As a ritual, I visit the temple to offer prayers for special occassions. Yesterday I went to Thrikkakara Temple which is located in the vicinity of my residence. Though the temple is located on the ever busy Edapally-Pookatupady Road (Kochi-Kerala-India), Thrikkakara Vamanamoorthy Temple has an ancient world calmness and tranquillity to it. The first look of this temple takes you to back in time to the rich heritage of the Dravidian era. Thrikkakara Temple is the only known temple dedicated to Lord Vamana (the fifth incarnation of Lord Vishnu). It is also known as Vamana Moorty Temple and Thrikkakara Appan Temple. While I am done offering prayers I wait beneath the Banyan tree. An ascetic dressed in saffron dhoti walks towards the tree and sits nearby. He placed his cloth bundle aside and asks me if I am aware of the significance of this very temple. I nodded my head in disagreement. That is when he shared his knowledge about Thrikkakara Temple which I have tried to detail below (in sections historical significance and mythology associated) along with some of my own research findings. This blog post speaks of the historical significance of the temple, the mythology associated with it, physical description of the temple, along with a guide on how to get there, the best time to visit, and nearby locations to be of use to the visitors.
Thrikkakara Temple is believed to have been established by Lord Parasurama. It houses Lord Vamana and Lord Shiva as the main deities and Goddess Shakti, Lord Ayappan, Lord Krishna, Naga, Yakshi and the Brahmarakshasa as sub-deities. Legends have it that King Mahabali himself worshipped the Shiva Linga of this temple. The temple is also known to be maintaining precious religious records dating back to 861A.D.
The name Thiru-Kal-Kari (now Thrikkakara) literally means the holy place where the Lord placed his foot. Thrikkakara Temple is associated with the Hindu mythology of the fifth incarnation of Lord Vishnu (Vamana Avatharam) and the Asura King Mahabali.
Mahabali was a well-liked king who ruled the three worlds Dharti (the earth), Akasha (the sky), and Patala (the underground). Under his rule, everyone was happy and prospered too. His popularity grew so much that it threatened the popularity of Lord Indra (the King of Gods).

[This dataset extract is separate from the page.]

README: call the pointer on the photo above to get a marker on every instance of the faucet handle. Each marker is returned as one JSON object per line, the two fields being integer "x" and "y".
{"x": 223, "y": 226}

Fearing the loss of his position and kingdom, Indra approached Lord Vishnu.
Lord Vishnu agreed to restore the popularity of Lord Indra. Soon he incarnated as a dwarf Brahmin boy “Vamana.” Vamana went to King Mahabali and requested him for three-foot land. Despite warnings by his guru, the kind and generous King immediately granted the wish. Upon being granted the wish, the tiny Vamana grew in size and covered from sky to earth with one step and earth to the underworld with another step. There was no place left to be covered with the third step. True to his words King Mahabali bowed and offered his head for the Vamana to place his third step. Pleased by his humility Lord Vishnu granted Mahabali a wish that he can visit his prosperous kingdom once every year. With this Vamana placed the third foot on Mahabali. This led the area sink into the waters of the mighty oceans.

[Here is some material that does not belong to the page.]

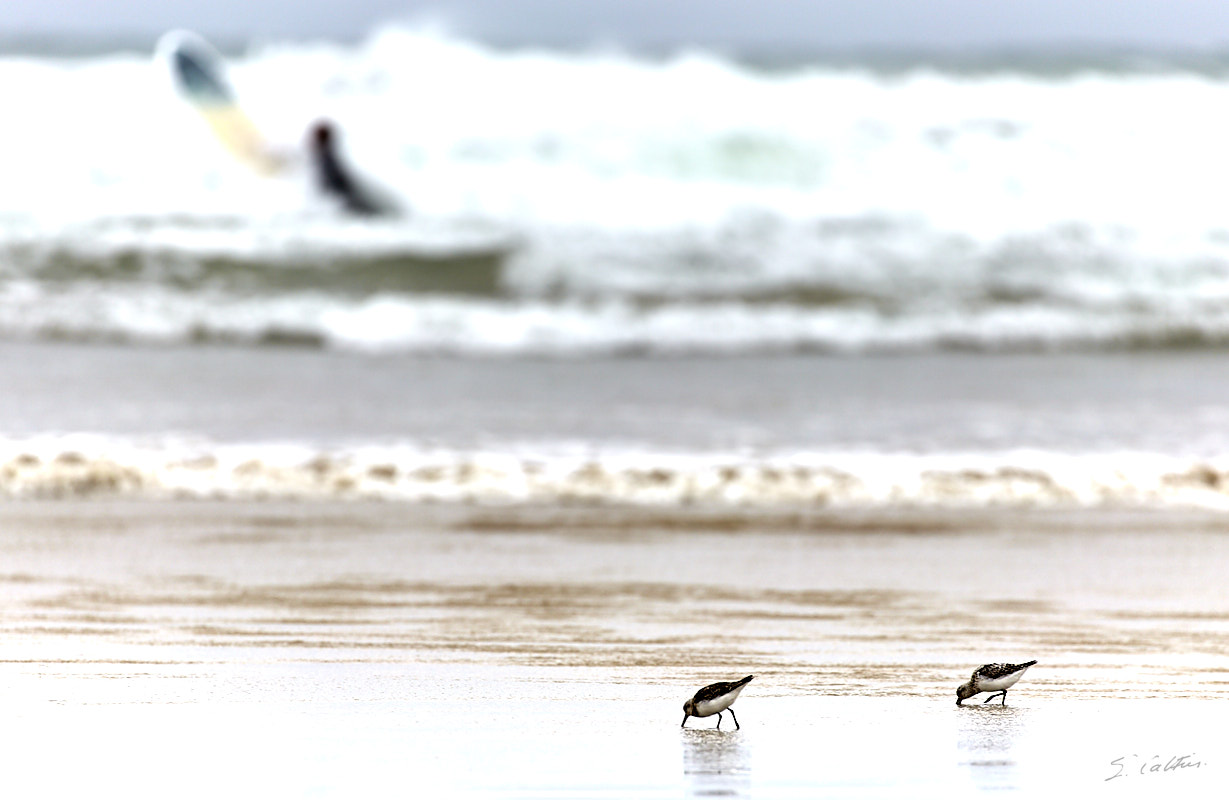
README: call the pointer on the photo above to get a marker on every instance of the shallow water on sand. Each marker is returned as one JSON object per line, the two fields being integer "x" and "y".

In order to fulfill his words, Lord Vishnu reincarnated as Lord Parasurama who threw his axe into the mighty oceans and revived the submerged land (present Kerala). He repopulated the land with Brahmanas and established Thrikkakara Temple which is known to be the base of Malayali culture. The kingdom prospered once again.
It is believed that Onam celebrations first began at Thrikkakara Temple. Since then every Keralite (irrespective of their religion) celebrates Onam to mark the arrival of their King Mahabali.

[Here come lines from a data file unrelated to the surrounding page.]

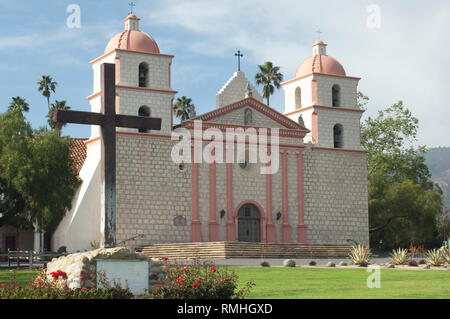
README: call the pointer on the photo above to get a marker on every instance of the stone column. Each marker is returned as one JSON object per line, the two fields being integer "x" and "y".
{"x": 231, "y": 227}
{"x": 301, "y": 228}
{"x": 213, "y": 224}
{"x": 286, "y": 228}
{"x": 270, "y": 226}
{"x": 196, "y": 224}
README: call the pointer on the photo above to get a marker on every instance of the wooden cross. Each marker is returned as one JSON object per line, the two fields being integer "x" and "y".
{"x": 239, "y": 55}
{"x": 108, "y": 120}
{"x": 131, "y": 4}
{"x": 318, "y": 33}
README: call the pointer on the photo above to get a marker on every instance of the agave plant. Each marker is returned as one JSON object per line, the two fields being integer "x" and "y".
{"x": 399, "y": 256}
{"x": 360, "y": 255}
{"x": 434, "y": 257}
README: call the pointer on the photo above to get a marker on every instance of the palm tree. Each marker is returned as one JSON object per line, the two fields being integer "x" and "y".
{"x": 183, "y": 108}
{"x": 46, "y": 84}
{"x": 17, "y": 103}
{"x": 268, "y": 77}
{"x": 58, "y": 105}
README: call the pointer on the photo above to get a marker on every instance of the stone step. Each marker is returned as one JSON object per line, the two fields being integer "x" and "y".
{"x": 244, "y": 250}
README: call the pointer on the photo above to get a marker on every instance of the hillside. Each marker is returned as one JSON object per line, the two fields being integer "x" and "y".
{"x": 438, "y": 161}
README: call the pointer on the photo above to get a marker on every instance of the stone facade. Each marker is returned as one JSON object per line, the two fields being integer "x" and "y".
{"x": 318, "y": 194}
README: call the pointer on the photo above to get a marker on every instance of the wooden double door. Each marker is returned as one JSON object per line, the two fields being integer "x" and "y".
{"x": 249, "y": 224}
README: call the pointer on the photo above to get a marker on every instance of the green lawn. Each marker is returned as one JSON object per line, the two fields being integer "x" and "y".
{"x": 22, "y": 276}
{"x": 298, "y": 283}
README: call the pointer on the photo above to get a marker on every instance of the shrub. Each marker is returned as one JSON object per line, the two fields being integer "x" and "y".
{"x": 363, "y": 263}
{"x": 198, "y": 281}
{"x": 445, "y": 254}
{"x": 56, "y": 288}
{"x": 399, "y": 256}
{"x": 412, "y": 263}
{"x": 360, "y": 254}
{"x": 434, "y": 257}
{"x": 289, "y": 263}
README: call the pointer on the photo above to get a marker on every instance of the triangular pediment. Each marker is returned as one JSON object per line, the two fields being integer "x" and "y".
{"x": 262, "y": 116}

The large complex of Thrikkakara Temple has its main shrine dedicated to Lord Vamana. Adjoining this shrine is a temple dedicated to Lord Shiva. The temple also houses deities Goddess Shakti, Lord Aiyappa, Lord Srikrishna, Durga, Ganesha, and Karthikeya, Naga, Yakshi, and the Brahmarakshasa. It also has two ponds. One is Kapilatheertham which is on the northern side of the Temple and is used by Temple priests only. The second pond is located outside the main temple premises which are used for the Aaraatu (ceremonial idol bath).
How to Get There
Thrikkakara temple can be accessed on roads through National Highway 47. For people visiting from outstation – Kochi is well connected through air, rails, as well as roads. The nearest airport to Thrikkakara Temple is Cochin International Airport Limited (Nedumbassery), and the nearest railway station is Ernakulam Town (also called Ernakulam North).
Best Time to Visit
The best time to visit Thrikkakara Temple is during August-September when Onam festival is celebrated grandeur. During Onam, the Temple hosts traditional Onam Sadhya (traditional feast) to its visitors for a period of ten days.